Il n’en reste pas moins que 68% des pays avec les revenus les plus élevés n’ont toujours pas pris de mesures de politique climatique et environnementale adéquate dans leurs activités de surveillance bancaire et que seules 18% des banques centrales enregistrent des progrès dans la prise en compte des risques climatiques dans leur politique monétaire.

La FINMA fait des progrès alors que la BNS piétine

Avec la nouvelle loi sur la protection du climat, les conditions-cadres politiques pour une place financière suisse plus durable se sont légèrement améliorées. La loi prévoit ainsi une «orientation des flux financiers de manière à les rendre compatibles avec un développement à faible émission capable de résister aux changements climatiques». Grâce à une nouvelle ordonnance, les grands instituts financiers devront, à partir de 2024, présenter dans un rapport le risque financier encouru par l’entreprise en raison de ses activités liées au climat et montrer les effets de leur activité sur le climat.

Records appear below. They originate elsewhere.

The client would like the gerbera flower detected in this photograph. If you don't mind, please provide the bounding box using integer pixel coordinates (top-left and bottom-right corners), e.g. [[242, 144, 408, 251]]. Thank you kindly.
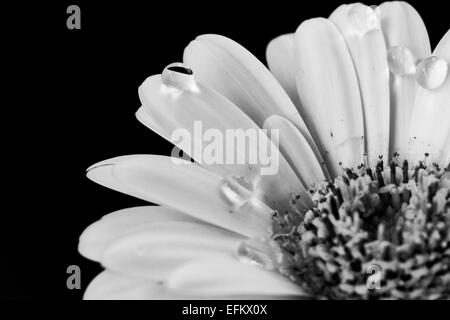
[[79, 2, 450, 299]]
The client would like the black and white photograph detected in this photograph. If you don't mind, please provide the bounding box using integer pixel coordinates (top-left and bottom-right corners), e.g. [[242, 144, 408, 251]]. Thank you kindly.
[[2, 0, 450, 310]]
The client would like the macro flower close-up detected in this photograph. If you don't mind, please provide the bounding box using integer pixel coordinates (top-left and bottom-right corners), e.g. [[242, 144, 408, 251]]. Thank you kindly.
[[78, 1, 450, 299]]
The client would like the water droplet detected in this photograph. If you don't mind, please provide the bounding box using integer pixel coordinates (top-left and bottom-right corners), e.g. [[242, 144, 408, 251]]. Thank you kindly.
[[416, 56, 448, 90], [347, 3, 380, 33], [237, 237, 283, 270], [220, 176, 254, 207], [161, 62, 196, 90], [387, 46, 416, 76]]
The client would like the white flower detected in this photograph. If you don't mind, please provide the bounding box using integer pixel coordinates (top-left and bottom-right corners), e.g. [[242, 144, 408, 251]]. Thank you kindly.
[[79, 2, 450, 299]]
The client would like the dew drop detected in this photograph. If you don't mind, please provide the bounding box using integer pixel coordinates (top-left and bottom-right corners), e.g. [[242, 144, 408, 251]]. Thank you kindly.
[[416, 56, 448, 90], [220, 176, 254, 207], [387, 46, 416, 76], [161, 62, 196, 91], [237, 237, 283, 270], [347, 3, 380, 33]]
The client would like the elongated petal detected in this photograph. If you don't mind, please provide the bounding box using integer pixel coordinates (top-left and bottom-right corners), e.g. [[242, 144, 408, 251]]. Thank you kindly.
[[78, 206, 197, 261], [376, 1, 431, 163], [167, 259, 305, 297], [101, 221, 244, 279], [330, 3, 390, 166], [87, 155, 271, 236], [264, 116, 325, 187], [266, 33, 301, 109], [83, 270, 188, 300], [295, 18, 364, 176], [409, 30, 450, 166], [183, 34, 321, 171], [138, 75, 311, 210]]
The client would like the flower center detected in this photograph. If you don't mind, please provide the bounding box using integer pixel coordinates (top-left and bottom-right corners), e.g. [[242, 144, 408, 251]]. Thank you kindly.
[[272, 155, 450, 299]]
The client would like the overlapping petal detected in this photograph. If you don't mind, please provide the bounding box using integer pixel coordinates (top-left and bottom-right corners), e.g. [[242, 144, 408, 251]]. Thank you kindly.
[[87, 155, 272, 237], [138, 75, 311, 210], [78, 206, 198, 261], [167, 259, 305, 297], [409, 30, 450, 165], [376, 1, 431, 162], [295, 18, 364, 177], [330, 3, 390, 166]]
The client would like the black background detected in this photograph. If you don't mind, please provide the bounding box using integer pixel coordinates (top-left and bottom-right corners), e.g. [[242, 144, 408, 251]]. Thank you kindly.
[[5, 0, 450, 300]]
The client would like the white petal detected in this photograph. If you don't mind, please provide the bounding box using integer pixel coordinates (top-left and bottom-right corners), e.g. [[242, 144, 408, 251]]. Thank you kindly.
[[83, 270, 185, 300], [295, 18, 364, 176], [88, 155, 271, 237], [266, 33, 301, 109], [376, 1, 431, 163], [101, 221, 244, 279], [167, 259, 305, 297], [330, 3, 390, 166], [183, 34, 321, 172], [137, 75, 311, 210], [264, 116, 326, 187], [409, 30, 450, 165], [78, 206, 197, 261]]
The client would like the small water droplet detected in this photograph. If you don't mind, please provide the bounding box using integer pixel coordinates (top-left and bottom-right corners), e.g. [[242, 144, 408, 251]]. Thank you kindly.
[[237, 237, 283, 270], [416, 56, 448, 90], [161, 62, 196, 90], [387, 46, 416, 76], [347, 3, 380, 33], [220, 176, 254, 207]]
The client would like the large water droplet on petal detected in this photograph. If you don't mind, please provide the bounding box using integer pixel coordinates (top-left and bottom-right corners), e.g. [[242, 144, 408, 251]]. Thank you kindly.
[[416, 56, 448, 90], [161, 62, 196, 90], [348, 3, 380, 33], [387, 46, 416, 76], [220, 176, 254, 207], [237, 237, 283, 270]]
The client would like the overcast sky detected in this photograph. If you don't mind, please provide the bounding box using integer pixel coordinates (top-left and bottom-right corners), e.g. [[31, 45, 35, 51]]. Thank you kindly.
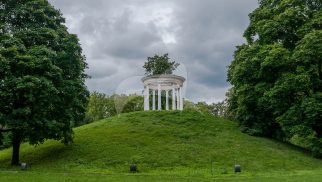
[[49, 0, 258, 102]]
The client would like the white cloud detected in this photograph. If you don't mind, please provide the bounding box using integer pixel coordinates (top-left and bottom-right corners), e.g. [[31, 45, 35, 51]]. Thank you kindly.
[[49, 0, 257, 102]]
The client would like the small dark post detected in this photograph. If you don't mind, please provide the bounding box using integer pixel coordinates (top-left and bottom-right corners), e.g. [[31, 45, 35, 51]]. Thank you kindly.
[[130, 164, 138, 173], [20, 163, 28, 171], [235, 164, 241, 173]]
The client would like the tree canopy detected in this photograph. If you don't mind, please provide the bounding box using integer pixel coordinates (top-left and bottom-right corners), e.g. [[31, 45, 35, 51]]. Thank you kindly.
[[0, 0, 88, 165], [228, 0, 322, 157], [143, 54, 180, 75]]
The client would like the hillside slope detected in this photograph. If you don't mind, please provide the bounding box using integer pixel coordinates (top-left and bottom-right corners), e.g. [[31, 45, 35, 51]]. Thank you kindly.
[[0, 111, 322, 175]]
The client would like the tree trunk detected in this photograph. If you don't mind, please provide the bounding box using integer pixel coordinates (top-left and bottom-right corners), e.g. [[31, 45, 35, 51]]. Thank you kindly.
[[11, 131, 21, 165]]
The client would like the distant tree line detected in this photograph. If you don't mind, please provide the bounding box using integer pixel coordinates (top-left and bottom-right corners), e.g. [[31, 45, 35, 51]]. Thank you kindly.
[[83, 92, 227, 125], [228, 0, 322, 157]]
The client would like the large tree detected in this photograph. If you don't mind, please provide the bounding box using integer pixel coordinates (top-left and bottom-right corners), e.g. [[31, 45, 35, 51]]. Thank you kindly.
[[0, 0, 88, 165], [228, 0, 322, 157], [143, 54, 180, 75]]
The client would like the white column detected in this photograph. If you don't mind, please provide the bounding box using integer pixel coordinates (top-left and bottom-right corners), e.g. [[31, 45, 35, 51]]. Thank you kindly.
[[176, 88, 180, 110], [165, 90, 169, 110], [180, 87, 183, 111], [172, 87, 176, 110], [152, 90, 155, 110], [144, 86, 150, 111], [158, 84, 161, 111]]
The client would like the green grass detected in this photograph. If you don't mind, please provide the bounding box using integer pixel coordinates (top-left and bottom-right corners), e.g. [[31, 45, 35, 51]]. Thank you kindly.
[[0, 111, 322, 181]]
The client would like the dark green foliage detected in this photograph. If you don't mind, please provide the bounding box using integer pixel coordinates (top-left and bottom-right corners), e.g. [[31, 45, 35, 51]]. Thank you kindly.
[[0, 111, 322, 178], [143, 54, 179, 75], [0, 0, 88, 164], [228, 0, 322, 157], [84, 92, 143, 125]]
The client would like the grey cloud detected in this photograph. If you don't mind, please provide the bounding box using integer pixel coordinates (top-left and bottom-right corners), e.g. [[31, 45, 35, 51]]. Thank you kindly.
[[49, 0, 257, 101]]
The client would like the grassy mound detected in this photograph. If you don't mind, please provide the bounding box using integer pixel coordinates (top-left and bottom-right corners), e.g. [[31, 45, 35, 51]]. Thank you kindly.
[[0, 111, 322, 176]]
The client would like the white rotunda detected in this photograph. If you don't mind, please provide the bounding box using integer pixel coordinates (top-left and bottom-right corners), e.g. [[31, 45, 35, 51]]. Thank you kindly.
[[142, 74, 186, 111]]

La Banque nationale suisse (BNS) continue en revanche de faire profil bas quant à sa volonté d’intégrer, ou non, les risques liés au climat et à l’environnement à sa politique monétaire. Ce positionnement a des effets sur le marché mondial. En effet, malgré sa petite taille, la Suisse possède la troisième plus grande réserve de devises au monde.

La BNS ne peut donc pas se cacher derrière le rideau de «l’indépendance» mais doit gérer plus activement les risques liés au climat et à la nature si elle entend s’acquitter à long terme de son mandat de gardienne de la stabilité des prix et de la place financière. Le rapport SUSREG montre que dans d’autres pays, en Suède et à Singapour par exemple, les banques centrales dotées d’un mandat similaire sont déjà bien plus avancées.

Recommandations pour les banques centrales et les autorités de surveillance

  • Publier et mettre en œuvre leurs propres plans de transition vers une économie plus respectueuse de l’environnement. Ces plans doivent être transparents et mesurables.
  • Suivre une approche de précaution. Au lieu d’attendre des données et un cadre parfaits, les autorités responsables doivent prendre des mesures préventives eu égard aux menaces qui pèsent sur l’environnement.
  • Intégrer dans la politique monétaire les risques environnementaux et sociétaux et éliminer progressivement du portefeuille les activités les plus nuisibles à l’environnement et au climat, incompatibles avec une économie stable et durable.
  • Imposer des exigences plus élevées en matière de capital pour les instituts financiers qui financent, assurent ou investissent dans des activités particulièrement nuisibles au climat et à l’environnement.